2022 China Team Selection Test for IMO

Proof: Mark red all points $(i,j)$ for which $|a_i+b_j-ij|\le m$.

Lemma: If $(i_1,j_1)$, $(i_1,j_2)$, $(i_2,j_1)$, $(i_2,j_2)$ are all red, then $|(i_2-i_1)(j_2-j_1)|\le 4m$.

Proof of the lemma: By the definition of red points, we know $$|a_{i_1}+b_{j_1}-i_1{j}_1|\le m,|a_{i_1}+b_{j_2}-i_1{j}_2|\le m,|a_{i_2}+b_{j_1}-i_2{j}_1|\le m,|a_{i_2}+b_{j_2}-i_2{j}_2|\le m.$$ Taking the differences of these expressions to eliminate $a_{i_1}$, $a_{i_2}$, $b_{j_1}$, and $b_{j_2}$, we get $|i_1{j}_1-i_1{j}_2-i_2{j}_1+i_2{j}_2|\le 4m$. This proves the lemma.

We first calculate, for a given pair $1\le i_1<i_2\le n$, the number of $j$'s such that $(i_1,j)$ and $(i_2,j)$ are all red points.
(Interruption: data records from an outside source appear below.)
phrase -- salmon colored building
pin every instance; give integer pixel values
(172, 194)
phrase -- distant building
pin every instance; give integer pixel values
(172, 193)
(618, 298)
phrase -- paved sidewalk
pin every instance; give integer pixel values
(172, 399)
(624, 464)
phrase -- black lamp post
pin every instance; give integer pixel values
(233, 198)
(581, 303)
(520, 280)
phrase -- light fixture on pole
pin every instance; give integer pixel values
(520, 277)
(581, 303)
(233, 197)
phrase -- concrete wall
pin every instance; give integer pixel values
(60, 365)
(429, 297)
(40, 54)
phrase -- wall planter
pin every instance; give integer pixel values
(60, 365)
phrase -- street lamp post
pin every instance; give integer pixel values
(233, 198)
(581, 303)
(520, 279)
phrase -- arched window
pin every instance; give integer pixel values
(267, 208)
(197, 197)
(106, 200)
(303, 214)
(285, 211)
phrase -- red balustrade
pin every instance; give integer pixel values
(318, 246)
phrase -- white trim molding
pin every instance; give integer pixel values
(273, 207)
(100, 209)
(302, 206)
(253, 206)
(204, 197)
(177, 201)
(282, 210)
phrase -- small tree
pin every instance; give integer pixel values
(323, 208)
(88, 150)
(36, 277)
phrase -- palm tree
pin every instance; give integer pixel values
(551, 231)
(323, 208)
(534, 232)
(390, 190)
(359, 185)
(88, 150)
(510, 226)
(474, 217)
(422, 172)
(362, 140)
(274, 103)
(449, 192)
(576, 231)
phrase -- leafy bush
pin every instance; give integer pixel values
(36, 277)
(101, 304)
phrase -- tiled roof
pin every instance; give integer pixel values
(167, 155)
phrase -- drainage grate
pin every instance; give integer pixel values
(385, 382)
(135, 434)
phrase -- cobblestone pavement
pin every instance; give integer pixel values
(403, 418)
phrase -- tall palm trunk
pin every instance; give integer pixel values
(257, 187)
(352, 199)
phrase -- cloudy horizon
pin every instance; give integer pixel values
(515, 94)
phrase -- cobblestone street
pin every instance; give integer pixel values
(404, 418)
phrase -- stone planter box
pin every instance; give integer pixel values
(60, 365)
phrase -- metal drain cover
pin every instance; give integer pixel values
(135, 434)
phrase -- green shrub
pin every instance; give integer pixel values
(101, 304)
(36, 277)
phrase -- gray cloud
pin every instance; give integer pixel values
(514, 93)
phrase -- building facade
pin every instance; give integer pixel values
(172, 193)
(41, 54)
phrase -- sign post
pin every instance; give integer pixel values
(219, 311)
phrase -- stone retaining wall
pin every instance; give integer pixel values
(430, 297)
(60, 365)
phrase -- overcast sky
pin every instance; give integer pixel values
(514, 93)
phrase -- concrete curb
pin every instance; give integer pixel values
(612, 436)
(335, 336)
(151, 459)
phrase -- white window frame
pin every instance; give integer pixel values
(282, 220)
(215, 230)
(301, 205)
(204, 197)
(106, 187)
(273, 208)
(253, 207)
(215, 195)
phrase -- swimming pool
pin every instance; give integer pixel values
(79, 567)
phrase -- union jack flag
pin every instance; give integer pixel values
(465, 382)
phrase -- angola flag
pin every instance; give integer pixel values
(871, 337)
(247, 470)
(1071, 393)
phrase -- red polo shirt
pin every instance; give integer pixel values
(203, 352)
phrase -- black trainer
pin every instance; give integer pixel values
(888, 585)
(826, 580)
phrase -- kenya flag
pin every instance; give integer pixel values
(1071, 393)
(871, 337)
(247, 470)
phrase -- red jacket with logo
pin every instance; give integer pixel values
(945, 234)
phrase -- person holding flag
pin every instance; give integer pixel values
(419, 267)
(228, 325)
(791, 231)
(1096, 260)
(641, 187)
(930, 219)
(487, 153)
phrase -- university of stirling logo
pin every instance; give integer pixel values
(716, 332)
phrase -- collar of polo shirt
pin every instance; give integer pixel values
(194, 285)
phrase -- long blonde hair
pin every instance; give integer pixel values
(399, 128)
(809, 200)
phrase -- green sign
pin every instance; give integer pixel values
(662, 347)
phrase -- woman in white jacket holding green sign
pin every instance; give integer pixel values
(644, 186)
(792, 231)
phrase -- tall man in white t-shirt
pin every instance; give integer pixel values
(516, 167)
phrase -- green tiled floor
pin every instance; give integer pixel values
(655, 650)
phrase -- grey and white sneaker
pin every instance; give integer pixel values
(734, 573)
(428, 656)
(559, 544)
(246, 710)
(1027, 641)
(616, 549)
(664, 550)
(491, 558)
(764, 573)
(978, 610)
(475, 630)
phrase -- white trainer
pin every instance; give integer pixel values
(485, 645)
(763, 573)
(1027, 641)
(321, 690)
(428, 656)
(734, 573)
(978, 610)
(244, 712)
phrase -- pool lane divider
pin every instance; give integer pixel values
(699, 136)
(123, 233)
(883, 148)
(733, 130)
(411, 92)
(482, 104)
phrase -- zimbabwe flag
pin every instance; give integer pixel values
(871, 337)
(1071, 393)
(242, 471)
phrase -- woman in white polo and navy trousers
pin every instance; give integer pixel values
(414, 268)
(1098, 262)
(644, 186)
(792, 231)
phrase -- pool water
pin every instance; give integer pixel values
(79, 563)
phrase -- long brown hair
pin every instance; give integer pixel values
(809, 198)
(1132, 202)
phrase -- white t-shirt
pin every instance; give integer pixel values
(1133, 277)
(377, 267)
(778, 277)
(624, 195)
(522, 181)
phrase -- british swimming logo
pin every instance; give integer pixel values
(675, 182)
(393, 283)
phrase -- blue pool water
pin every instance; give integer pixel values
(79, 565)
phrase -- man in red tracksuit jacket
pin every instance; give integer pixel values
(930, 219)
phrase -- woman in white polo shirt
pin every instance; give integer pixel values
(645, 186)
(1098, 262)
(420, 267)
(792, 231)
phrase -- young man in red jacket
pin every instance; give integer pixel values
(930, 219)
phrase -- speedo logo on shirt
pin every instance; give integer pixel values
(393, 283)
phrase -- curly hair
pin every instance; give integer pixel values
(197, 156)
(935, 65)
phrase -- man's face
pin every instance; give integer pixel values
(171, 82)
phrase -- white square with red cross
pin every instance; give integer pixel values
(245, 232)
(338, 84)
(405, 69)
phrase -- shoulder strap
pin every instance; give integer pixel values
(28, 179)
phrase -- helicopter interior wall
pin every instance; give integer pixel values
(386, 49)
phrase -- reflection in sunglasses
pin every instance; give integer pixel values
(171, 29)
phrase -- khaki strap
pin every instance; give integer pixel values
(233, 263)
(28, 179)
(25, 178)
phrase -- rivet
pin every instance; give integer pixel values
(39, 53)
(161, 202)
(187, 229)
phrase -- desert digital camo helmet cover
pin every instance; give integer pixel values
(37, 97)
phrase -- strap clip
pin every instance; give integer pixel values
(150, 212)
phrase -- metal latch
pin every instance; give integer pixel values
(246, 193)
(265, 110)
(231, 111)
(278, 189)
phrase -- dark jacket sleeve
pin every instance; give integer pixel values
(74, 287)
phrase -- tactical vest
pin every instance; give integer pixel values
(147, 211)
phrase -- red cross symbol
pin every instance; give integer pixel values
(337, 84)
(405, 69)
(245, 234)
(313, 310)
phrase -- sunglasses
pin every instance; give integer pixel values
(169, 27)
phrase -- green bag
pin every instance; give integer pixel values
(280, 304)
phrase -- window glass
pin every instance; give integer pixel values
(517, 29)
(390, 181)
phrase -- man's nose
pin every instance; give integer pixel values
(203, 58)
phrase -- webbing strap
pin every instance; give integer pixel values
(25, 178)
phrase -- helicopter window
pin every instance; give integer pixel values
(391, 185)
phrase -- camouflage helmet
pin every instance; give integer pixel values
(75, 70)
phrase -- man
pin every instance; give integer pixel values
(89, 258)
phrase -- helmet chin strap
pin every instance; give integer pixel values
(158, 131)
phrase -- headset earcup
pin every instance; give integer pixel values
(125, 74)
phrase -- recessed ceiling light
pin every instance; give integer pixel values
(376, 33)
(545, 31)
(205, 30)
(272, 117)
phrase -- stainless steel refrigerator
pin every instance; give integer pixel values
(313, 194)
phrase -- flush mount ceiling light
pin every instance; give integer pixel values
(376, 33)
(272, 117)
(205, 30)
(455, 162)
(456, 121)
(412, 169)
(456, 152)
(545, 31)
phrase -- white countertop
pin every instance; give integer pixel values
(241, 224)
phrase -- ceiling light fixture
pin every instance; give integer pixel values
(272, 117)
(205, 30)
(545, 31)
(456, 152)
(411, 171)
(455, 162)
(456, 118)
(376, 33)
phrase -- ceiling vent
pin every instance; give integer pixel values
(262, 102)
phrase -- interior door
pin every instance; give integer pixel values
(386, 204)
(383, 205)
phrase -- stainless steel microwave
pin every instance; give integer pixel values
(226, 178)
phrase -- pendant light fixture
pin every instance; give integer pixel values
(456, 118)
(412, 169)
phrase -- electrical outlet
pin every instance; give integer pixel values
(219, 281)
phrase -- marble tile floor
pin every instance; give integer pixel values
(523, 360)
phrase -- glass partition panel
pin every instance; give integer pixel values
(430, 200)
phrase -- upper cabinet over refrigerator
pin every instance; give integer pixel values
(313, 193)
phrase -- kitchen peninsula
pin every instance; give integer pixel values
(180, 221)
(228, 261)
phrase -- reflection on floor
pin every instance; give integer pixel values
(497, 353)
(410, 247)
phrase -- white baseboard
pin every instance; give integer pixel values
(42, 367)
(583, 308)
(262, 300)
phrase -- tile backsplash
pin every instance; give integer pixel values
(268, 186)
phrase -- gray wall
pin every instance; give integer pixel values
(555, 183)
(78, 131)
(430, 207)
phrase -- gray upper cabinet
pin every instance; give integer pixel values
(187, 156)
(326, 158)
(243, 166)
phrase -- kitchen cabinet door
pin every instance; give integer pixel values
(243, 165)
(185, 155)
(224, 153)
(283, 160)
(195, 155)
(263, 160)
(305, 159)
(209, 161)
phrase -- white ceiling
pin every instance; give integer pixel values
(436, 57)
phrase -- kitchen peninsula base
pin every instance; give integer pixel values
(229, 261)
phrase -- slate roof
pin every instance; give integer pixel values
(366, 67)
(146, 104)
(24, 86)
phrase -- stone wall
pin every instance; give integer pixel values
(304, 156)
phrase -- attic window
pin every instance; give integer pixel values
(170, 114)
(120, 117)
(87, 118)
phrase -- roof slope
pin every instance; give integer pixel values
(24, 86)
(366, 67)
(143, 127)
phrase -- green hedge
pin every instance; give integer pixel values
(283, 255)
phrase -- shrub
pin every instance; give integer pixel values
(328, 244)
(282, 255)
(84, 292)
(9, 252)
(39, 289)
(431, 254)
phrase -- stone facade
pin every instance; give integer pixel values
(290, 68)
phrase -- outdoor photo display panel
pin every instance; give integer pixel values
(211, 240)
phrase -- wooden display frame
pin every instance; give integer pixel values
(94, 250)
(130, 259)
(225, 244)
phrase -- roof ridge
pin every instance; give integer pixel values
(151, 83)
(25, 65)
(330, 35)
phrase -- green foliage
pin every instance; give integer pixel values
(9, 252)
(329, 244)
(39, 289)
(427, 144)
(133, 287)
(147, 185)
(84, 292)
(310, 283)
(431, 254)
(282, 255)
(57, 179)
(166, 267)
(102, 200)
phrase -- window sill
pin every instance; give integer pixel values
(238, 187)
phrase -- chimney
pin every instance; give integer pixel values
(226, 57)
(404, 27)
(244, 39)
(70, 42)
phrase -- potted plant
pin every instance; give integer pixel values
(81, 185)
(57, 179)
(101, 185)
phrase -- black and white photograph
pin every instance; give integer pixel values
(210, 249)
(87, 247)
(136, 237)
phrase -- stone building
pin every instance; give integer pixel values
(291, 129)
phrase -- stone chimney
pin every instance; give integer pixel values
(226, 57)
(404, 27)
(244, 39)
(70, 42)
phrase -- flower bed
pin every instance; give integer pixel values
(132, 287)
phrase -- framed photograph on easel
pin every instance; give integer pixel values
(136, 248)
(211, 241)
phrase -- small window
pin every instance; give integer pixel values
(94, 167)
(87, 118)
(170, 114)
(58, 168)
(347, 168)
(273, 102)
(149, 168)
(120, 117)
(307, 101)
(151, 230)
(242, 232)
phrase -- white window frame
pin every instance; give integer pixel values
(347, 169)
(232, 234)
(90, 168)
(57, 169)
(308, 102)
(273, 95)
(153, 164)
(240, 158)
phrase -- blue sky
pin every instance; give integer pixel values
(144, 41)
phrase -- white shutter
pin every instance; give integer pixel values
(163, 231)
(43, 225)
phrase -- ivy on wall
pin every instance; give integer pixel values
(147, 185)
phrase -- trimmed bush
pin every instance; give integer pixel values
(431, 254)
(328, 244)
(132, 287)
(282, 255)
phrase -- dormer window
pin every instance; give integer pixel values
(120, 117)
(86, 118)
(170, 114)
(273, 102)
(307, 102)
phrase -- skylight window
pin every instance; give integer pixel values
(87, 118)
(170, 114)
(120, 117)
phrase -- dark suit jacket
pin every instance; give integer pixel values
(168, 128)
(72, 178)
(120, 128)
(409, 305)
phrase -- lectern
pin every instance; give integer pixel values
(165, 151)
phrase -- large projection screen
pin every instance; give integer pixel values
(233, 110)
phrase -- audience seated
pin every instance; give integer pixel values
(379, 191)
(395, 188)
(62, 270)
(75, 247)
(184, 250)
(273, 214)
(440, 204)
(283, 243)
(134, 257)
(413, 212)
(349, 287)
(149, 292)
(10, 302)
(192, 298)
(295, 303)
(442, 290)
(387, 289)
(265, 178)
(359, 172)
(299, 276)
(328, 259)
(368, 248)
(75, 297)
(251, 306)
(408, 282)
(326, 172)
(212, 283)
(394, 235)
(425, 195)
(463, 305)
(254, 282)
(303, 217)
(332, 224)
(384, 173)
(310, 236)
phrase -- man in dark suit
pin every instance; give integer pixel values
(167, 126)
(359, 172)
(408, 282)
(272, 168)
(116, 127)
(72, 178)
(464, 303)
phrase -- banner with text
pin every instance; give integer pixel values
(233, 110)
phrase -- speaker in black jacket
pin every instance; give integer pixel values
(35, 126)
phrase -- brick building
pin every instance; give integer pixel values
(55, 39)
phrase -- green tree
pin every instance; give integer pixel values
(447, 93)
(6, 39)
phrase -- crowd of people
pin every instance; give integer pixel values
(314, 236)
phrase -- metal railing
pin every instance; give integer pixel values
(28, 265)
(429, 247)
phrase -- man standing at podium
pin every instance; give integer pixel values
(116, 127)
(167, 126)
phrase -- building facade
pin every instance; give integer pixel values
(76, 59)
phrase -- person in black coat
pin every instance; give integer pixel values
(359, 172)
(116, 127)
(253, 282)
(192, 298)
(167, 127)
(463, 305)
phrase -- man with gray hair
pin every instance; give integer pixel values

Put $d=i_2-i_1$. Since the difference of any two such $j$'s is at most $\frac{4m}{d}$, we can have at most $\frac{4m}{d}+1$ such $j$'s.

Moreover, when the difference $d$ is given, there are $n-d$ ways to choose $i_1$ and $i_2$, so the total number of $1\le i_1<i_2\le n$ and $1\le j\le n$ for which $(i_1,j)$ and $(i_2,j)$ are all red points cannot be larger than $$\sum _{d=1}^{n-1}(n-d)\left(\frac{4m}{d}+1\right)=\sum _{d=1}^{n-1}(n-d)-4mn+4m\sum _{d=1}^{n-1}\frac{n}{d}<\frac{n(n-1)}{2}+4mn\ln n.$$

On the other hand, for $1\le j\le n$, assume that there are $x_j$ red points in $(1,j)$, $(2,j)$, ..., $(n,j)$. Then $$\sum _{j=1}^n{C}_{x_j}^2<\frac{n(n-1)}{2}+4mn\ln n.$$ So $$\sum _{j=1}^n{\left(x_j-\frac{1}{2}\right)}^2<n^2-\frac{1}{4}n+8mn\ln n.$$ By Cauchy's inequality, we know $$\sum _{j=1}^n\left(x_j-\frac{1}{2}\right)\le \sqrt{n\left(n^2-\frac{1}{4}n+8mn\ln n\right)},$$ i.e. $$\sum _{j=1}^n{x}_j\le \frac{n}{2}+n\sqrt{n-\frac{1}{4}+8m\ln n}.$$ When $m\ge n\ge 2022$, some elementary estimate shows that $\le 3n\sqrt{m\ln n}$.